The town and mines of Delamar were the premiere mines of Nevada from 1895 to 1900. The town developed a second cyanide plant to aide in gold production in 1987. This plant was capable of processing 400 tons per day of gold rich ore.
A 900 feet deep well failed to produce failed a source of water for the down. As a result, two pipes were run 12 miles to Meadow Valley Wash and brought the water up 1500 in elevation to supply the town with water. Supplies were packed into Delamar from Milford, Utah, a distance of over 150 miles.
The town was nicknamed the Widow Maker. Poor Ventalation within the dry process mills produce a silica dust. This airborne dust drifted in the air within the mines and mills.
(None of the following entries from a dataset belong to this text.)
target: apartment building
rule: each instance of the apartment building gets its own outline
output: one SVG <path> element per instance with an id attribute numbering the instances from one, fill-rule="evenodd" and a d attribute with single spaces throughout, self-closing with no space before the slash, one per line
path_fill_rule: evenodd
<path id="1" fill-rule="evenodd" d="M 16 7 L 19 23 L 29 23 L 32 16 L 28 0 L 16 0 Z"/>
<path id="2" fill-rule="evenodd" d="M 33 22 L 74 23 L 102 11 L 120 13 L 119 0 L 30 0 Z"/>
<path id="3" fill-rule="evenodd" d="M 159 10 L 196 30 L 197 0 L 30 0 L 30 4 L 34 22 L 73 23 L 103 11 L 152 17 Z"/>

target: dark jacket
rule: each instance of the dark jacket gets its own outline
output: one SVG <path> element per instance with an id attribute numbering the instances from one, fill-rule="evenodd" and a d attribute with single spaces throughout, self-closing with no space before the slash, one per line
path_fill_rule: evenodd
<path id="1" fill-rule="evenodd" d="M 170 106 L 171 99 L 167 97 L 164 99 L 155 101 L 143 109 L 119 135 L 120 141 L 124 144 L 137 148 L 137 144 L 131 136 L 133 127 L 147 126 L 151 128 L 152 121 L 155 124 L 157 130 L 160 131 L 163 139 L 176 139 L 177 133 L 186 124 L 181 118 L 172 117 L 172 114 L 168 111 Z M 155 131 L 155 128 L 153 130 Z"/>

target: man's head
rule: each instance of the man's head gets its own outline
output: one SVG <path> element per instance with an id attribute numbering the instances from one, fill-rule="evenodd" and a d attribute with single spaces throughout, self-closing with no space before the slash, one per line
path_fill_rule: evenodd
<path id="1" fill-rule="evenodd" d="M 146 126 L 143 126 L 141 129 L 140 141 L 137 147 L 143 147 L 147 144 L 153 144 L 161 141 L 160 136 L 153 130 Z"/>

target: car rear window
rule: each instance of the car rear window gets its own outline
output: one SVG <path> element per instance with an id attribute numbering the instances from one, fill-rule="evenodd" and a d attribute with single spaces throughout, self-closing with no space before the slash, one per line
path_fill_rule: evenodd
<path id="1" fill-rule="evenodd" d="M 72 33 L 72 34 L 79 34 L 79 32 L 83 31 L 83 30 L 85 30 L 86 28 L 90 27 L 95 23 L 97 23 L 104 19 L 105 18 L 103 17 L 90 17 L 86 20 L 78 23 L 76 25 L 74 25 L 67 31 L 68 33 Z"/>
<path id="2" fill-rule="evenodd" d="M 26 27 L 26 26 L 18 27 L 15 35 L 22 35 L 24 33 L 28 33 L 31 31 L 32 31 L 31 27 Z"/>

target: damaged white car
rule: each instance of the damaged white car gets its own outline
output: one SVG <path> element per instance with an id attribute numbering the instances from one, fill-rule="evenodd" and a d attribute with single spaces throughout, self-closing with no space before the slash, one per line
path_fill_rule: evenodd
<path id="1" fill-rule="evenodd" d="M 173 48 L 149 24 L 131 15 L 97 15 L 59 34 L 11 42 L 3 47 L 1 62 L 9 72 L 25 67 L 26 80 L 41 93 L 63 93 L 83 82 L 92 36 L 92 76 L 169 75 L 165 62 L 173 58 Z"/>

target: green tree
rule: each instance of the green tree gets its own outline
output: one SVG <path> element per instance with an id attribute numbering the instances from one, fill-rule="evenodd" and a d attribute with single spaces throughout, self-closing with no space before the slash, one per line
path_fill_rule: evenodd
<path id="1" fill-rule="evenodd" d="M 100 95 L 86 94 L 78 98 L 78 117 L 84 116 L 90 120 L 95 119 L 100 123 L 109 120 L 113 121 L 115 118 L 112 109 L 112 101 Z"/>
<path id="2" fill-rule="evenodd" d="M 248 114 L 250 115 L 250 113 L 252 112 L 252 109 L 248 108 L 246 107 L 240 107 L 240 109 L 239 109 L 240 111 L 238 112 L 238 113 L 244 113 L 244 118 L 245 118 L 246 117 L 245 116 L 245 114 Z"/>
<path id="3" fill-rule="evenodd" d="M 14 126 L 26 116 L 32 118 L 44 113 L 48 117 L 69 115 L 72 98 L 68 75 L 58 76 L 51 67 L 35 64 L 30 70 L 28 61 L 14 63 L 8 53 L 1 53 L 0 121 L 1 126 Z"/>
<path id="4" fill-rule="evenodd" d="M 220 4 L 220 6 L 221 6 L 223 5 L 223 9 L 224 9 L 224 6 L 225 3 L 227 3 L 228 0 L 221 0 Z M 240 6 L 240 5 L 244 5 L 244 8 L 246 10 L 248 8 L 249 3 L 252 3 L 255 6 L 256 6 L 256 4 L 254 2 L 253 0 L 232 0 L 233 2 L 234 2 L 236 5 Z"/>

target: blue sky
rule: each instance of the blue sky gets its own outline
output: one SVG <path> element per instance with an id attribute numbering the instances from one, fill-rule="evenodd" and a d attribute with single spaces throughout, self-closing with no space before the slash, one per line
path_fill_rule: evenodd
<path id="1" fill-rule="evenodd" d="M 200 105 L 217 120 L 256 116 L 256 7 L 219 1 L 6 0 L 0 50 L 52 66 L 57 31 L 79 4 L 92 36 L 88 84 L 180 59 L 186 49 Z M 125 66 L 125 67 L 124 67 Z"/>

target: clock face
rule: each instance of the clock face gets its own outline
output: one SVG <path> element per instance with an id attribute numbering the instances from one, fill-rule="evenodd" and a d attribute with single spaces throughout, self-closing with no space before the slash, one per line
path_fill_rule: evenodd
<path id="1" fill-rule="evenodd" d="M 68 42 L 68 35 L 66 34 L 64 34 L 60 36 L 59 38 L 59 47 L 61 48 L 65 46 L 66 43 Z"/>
The mine works would breathe this dust in and develop a fatal illness, silicosis. “Delamar Dust” and the town became known as “The Maker of Widows”. Despite this public warning, there was no shortage of miners, whom made just $3 / day.
There were an estimated 400 widows in Delamar, which for a population of 3000, in 1897, was quite high.
In the spring of 1900, fire destroyed about half of the town. Two years later, De Lamar divested his holding in his mines after they produced $8.5 million. The town still ranked high in the state gold production race. Despite this fact, the last major mine was closed in 1909 and the town collapsed.